At the store, he had plenty of other issues to worry about, including a mysterious shortage of staff to start the week. In a tragic turn, Harry and Mr. Grove soon discovered that the subway delays that had made the staff late were the result of a body found on the track – that of their former employee, Miss Bunting. Dismayed by her suicide, and riddled with guilt over his unwillingness to listen to her reasons for stealing, Harry insisted on paying for her funeral. As the staff learned of the news, Doris was hit particularly hard, and in a moment of kindness, Mr. Grove attempted to comfort her by taking her to tea after work.
Meanwhile, Misses Ravilious and Mardle butted heads when forced to briefly work together in the same department. However, it soon became clear that the two of them have more in common than they might have thought, and they ended the episode on a more understanding note. With Miss Mardle taking up her colleague’s invitation to attend a suffragette’s meeting, we couldn’t help but wonder if the female solidarity mentioned by Miss Ravilious might lend her support as she continues to deal with the increasingly distracted Mr. Grove.

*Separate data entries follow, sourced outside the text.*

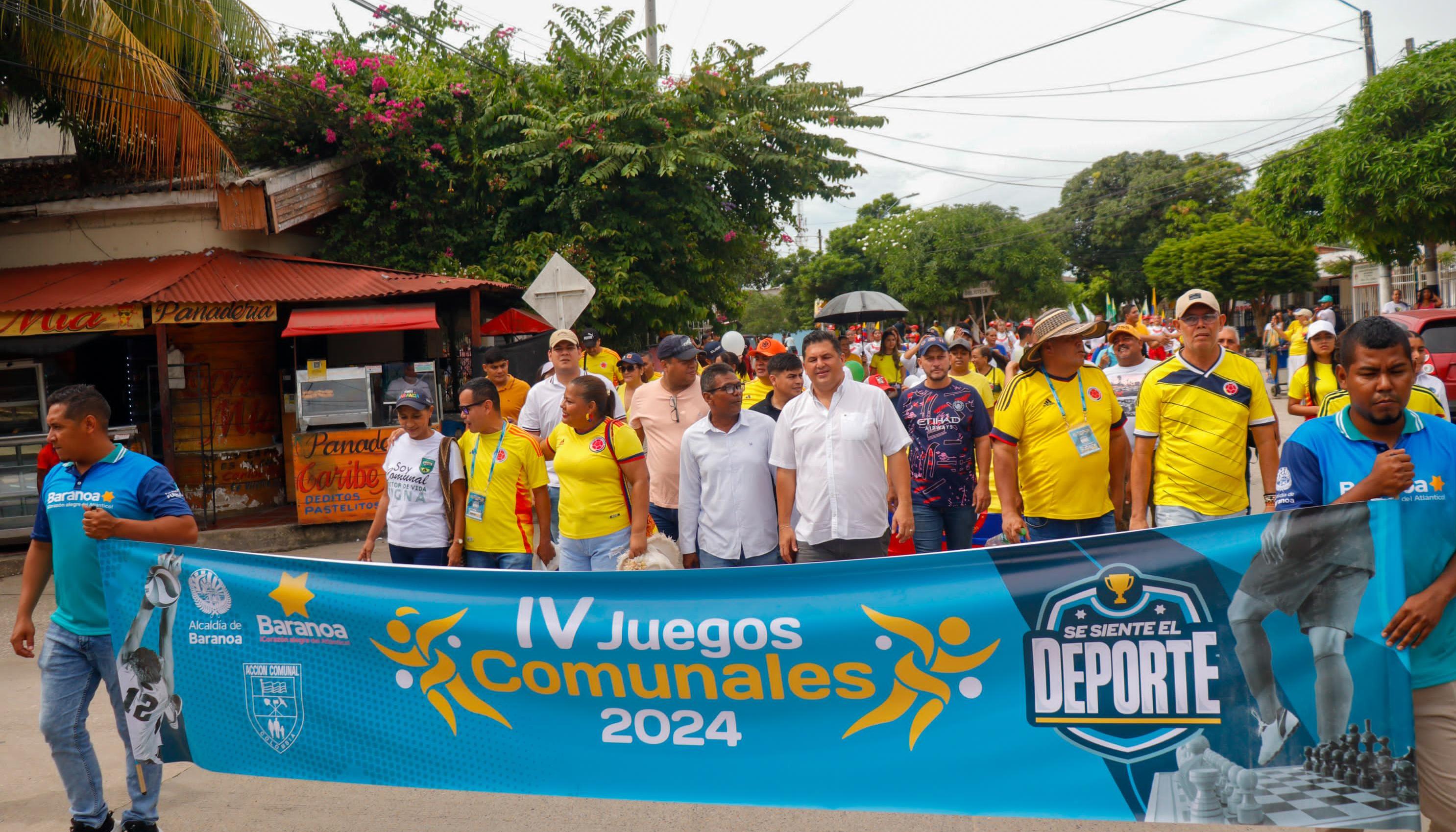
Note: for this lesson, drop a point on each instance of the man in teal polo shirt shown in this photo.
(101, 490)
(1379, 449)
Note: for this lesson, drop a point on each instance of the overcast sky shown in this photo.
(886, 46)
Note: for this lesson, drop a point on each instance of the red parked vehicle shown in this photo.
(1437, 327)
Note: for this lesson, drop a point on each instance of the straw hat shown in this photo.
(1058, 322)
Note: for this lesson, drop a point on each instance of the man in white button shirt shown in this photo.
(542, 409)
(726, 483)
(838, 436)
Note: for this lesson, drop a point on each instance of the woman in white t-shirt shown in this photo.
(426, 519)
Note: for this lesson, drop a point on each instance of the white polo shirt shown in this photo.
(542, 412)
(726, 489)
(839, 457)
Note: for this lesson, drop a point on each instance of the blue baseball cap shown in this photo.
(678, 347)
(932, 342)
(413, 400)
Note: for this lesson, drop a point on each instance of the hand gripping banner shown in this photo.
(1226, 672)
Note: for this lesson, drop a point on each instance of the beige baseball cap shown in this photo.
(1196, 296)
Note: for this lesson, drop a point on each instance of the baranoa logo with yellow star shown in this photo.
(293, 596)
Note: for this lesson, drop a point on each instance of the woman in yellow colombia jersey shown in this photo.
(603, 480)
(1311, 384)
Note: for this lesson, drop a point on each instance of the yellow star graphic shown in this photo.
(293, 593)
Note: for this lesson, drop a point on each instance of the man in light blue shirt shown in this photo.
(1379, 449)
(99, 491)
(726, 484)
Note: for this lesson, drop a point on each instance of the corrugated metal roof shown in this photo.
(218, 276)
(101, 283)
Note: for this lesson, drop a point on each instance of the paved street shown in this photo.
(197, 799)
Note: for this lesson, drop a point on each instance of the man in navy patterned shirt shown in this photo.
(950, 452)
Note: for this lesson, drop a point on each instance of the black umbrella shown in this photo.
(861, 306)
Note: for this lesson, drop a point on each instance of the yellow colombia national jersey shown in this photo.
(509, 502)
(593, 496)
(1422, 401)
(754, 392)
(1053, 480)
(1202, 420)
(603, 363)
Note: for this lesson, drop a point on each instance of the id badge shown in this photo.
(475, 506)
(1084, 440)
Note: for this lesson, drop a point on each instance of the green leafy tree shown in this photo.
(1235, 258)
(663, 193)
(1385, 177)
(1115, 212)
(931, 257)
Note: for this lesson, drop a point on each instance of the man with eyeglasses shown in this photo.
(542, 410)
(726, 483)
(1194, 416)
(661, 413)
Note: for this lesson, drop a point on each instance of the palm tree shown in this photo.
(130, 76)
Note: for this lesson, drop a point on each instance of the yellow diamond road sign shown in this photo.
(559, 294)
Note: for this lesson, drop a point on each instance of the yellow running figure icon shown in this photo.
(444, 671)
(912, 681)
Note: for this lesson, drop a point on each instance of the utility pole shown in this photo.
(651, 31)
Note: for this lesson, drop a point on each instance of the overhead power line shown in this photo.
(1239, 23)
(1091, 120)
(1027, 51)
(810, 32)
(985, 97)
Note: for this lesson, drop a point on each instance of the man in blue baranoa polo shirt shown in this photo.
(101, 490)
(1379, 449)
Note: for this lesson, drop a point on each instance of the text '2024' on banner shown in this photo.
(1095, 678)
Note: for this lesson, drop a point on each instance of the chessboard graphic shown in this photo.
(1350, 783)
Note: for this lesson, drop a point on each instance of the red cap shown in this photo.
(769, 347)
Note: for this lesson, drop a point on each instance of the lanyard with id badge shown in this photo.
(475, 502)
(1081, 433)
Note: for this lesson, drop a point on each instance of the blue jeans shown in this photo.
(498, 560)
(765, 560)
(72, 668)
(951, 524)
(555, 516)
(666, 519)
(1042, 529)
(593, 554)
(420, 557)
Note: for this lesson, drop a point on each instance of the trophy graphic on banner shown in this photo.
(1118, 583)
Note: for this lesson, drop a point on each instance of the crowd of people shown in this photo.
(1046, 429)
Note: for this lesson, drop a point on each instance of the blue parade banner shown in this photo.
(1164, 675)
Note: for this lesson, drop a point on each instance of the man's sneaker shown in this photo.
(1273, 735)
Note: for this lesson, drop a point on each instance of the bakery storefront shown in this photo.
(273, 378)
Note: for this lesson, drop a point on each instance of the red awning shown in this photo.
(514, 322)
(362, 319)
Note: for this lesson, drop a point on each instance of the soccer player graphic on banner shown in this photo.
(1314, 566)
(147, 688)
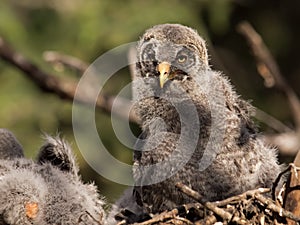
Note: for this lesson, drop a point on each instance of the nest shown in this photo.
(252, 207)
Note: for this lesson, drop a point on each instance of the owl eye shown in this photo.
(182, 58)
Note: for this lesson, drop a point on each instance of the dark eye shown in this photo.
(148, 53)
(182, 58)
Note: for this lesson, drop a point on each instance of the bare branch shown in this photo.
(209, 205)
(269, 69)
(62, 88)
(58, 59)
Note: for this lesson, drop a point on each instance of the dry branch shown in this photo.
(58, 59)
(289, 141)
(62, 88)
(269, 69)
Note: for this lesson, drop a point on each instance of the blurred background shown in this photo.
(88, 28)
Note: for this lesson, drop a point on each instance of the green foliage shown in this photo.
(88, 28)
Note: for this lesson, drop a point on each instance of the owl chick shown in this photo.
(48, 191)
(196, 129)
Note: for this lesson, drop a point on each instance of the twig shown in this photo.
(271, 121)
(57, 59)
(171, 214)
(292, 194)
(244, 195)
(269, 69)
(282, 212)
(209, 205)
(64, 89)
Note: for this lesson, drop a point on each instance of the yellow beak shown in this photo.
(164, 70)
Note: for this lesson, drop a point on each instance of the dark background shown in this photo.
(88, 28)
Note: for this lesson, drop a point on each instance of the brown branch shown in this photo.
(292, 194)
(58, 59)
(269, 69)
(271, 121)
(62, 88)
(209, 205)
(272, 206)
(173, 214)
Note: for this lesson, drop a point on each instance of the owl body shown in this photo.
(196, 129)
(48, 190)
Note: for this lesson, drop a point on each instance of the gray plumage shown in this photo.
(48, 191)
(9, 146)
(241, 161)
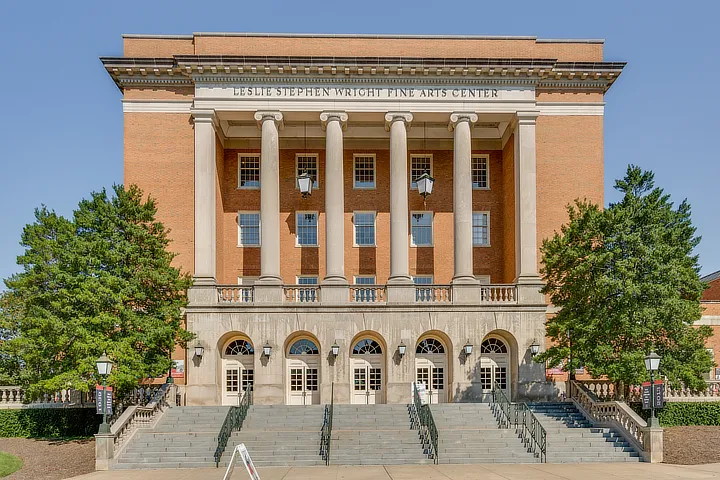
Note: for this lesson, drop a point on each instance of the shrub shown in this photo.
(49, 422)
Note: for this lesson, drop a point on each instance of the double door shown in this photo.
(367, 380)
(303, 382)
(430, 370)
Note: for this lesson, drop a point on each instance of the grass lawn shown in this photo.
(9, 464)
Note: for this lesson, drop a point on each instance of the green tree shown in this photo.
(101, 282)
(626, 282)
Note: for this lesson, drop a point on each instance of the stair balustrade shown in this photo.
(233, 422)
(326, 430)
(428, 429)
(523, 420)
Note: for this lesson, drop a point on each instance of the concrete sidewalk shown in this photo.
(586, 471)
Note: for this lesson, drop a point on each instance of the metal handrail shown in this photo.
(519, 416)
(233, 421)
(326, 431)
(427, 422)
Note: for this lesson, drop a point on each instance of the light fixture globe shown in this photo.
(652, 362)
(305, 182)
(425, 184)
(104, 365)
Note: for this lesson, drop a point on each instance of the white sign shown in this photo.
(241, 451)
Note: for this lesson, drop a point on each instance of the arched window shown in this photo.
(304, 347)
(493, 345)
(239, 347)
(367, 346)
(430, 345)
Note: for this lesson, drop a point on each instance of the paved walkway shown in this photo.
(587, 471)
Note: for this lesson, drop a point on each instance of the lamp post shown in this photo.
(652, 364)
(104, 367)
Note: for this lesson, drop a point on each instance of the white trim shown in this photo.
(419, 155)
(571, 108)
(486, 156)
(432, 228)
(256, 155)
(486, 212)
(374, 244)
(157, 106)
(365, 155)
(317, 228)
(259, 244)
(317, 168)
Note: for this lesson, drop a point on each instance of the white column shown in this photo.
(269, 122)
(205, 178)
(460, 123)
(525, 199)
(333, 123)
(397, 123)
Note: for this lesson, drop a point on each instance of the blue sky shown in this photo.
(61, 133)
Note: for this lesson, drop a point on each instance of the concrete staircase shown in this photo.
(572, 438)
(185, 437)
(280, 435)
(375, 435)
(468, 433)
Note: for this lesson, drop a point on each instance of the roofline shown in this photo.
(365, 35)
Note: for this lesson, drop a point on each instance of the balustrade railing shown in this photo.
(235, 294)
(367, 294)
(426, 422)
(233, 422)
(326, 430)
(523, 420)
(301, 294)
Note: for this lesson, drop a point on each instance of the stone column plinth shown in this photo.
(205, 178)
(333, 123)
(460, 123)
(269, 122)
(397, 123)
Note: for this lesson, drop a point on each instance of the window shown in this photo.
(306, 229)
(481, 229)
(307, 162)
(421, 229)
(419, 164)
(365, 280)
(364, 223)
(364, 171)
(248, 229)
(481, 171)
(248, 171)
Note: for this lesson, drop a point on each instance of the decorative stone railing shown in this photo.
(433, 293)
(618, 415)
(108, 446)
(367, 294)
(235, 294)
(301, 294)
(14, 397)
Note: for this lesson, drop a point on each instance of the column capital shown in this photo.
(392, 117)
(330, 116)
(459, 117)
(275, 116)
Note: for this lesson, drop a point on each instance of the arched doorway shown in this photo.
(303, 367)
(431, 368)
(238, 370)
(494, 367)
(366, 367)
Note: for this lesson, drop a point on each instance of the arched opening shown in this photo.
(238, 369)
(495, 366)
(302, 369)
(431, 367)
(367, 361)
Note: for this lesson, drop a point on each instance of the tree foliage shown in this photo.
(626, 282)
(99, 282)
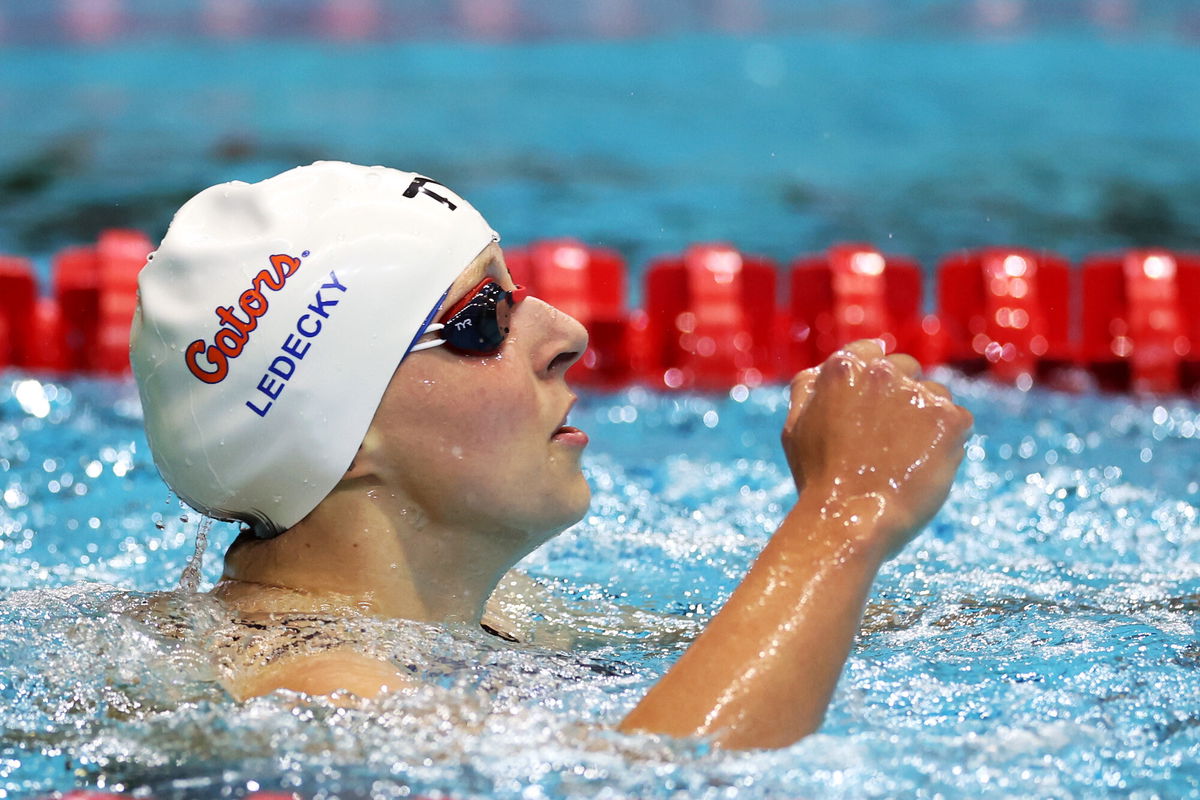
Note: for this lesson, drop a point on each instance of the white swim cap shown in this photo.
(270, 320)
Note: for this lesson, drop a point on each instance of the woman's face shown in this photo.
(472, 439)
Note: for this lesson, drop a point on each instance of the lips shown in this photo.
(569, 434)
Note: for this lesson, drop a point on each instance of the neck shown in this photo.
(379, 554)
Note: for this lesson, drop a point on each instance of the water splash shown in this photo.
(190, 579)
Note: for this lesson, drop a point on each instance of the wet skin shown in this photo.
(466, 469)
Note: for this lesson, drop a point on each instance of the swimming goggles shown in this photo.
(478, 324)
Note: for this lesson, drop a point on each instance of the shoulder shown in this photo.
(301, 653)
(324, 673)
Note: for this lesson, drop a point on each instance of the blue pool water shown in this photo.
(1041, 639)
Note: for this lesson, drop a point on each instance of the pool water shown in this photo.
(1039, 639)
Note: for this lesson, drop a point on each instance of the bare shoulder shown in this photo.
(323, 673)
(304, 653)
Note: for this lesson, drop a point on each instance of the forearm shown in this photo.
(763, 671)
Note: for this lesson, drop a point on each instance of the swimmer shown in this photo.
(339, 358)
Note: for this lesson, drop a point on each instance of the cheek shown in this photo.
(480, 416)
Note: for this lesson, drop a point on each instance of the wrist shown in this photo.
(849, 527)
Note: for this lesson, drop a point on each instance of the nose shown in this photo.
(557, 338)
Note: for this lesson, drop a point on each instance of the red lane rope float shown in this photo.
(1006, 311)
(711, 319)
(852, 292)
(18, 294)
(589, 284)
(1141, 320)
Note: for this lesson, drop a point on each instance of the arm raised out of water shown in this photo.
(874, 451)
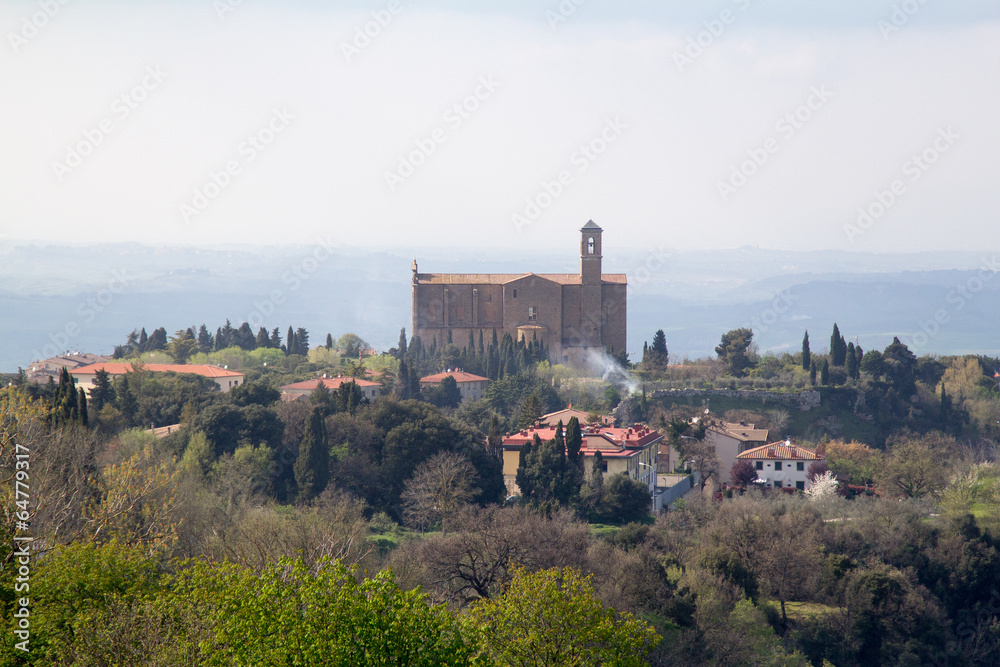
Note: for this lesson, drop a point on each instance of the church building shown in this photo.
(572, 314)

Behind the scenes, Agnes and Henri continued their (somewhat) covert affair, unbeknownst to Victor and the rest of their coworkers. However, when Miss Ravilious walked in on them sharing a private moment, the revelation prompted the senior saleswoman to remind Agnes of the impact it could have on her career. It was a warning that Agnes seemed to take seriously and, as if on cue, Valerie Maurel made a return to the store, once against trying to convince Henri to pursue a career in New York with her. Although he seemed hesitant, it wouldn’t be too surprising to see him take her up on her offer.
As it turns out, that might not be such a bad thing for Agnes. When it finally became clear that Lady Mae didn’t seriously intend to help Victor find a backer for his restaurant, he broke it off with the demanding socialite and refocused on his friendship with Agnes. When Lady Mae did an about face and offered to find him the money for his venture, a resolute Victor told her he wasn’t interested, and gave the distinct impression that he sees more of a future with Agnes than he does with any potential business partner.
As Shackleton wrapped up his lecture at the store, Harry was inspired by his guest’s words about leadership. In an effort to clear the air and restore morale, he gathered the heads of the store’s departments to share with them Miss Bunting’s final letter, which spoke fondly of her time working with them. He impressed upon them his commitment to taking care of his staff, and his determination to never let a similar scenario unfold at the store.
Unfortunately, Harry wasn’t quite as revolved on the home front. Still shaken by his encounter with Roddy earlier on, he approached Rose on the subject, but when she was unable to provide a straight answer regarding her feelings for the artist, it looked as though Harry might make an unchecked return to some of his less honourable ways. As we approach next week’s season finale, we’re hoping that he’s able to avoid damaging their relationship even further, but it seems that Harry’s love of change doesn’t extend to his own behaviours – an outlook that may yet cost him more than he bargained for.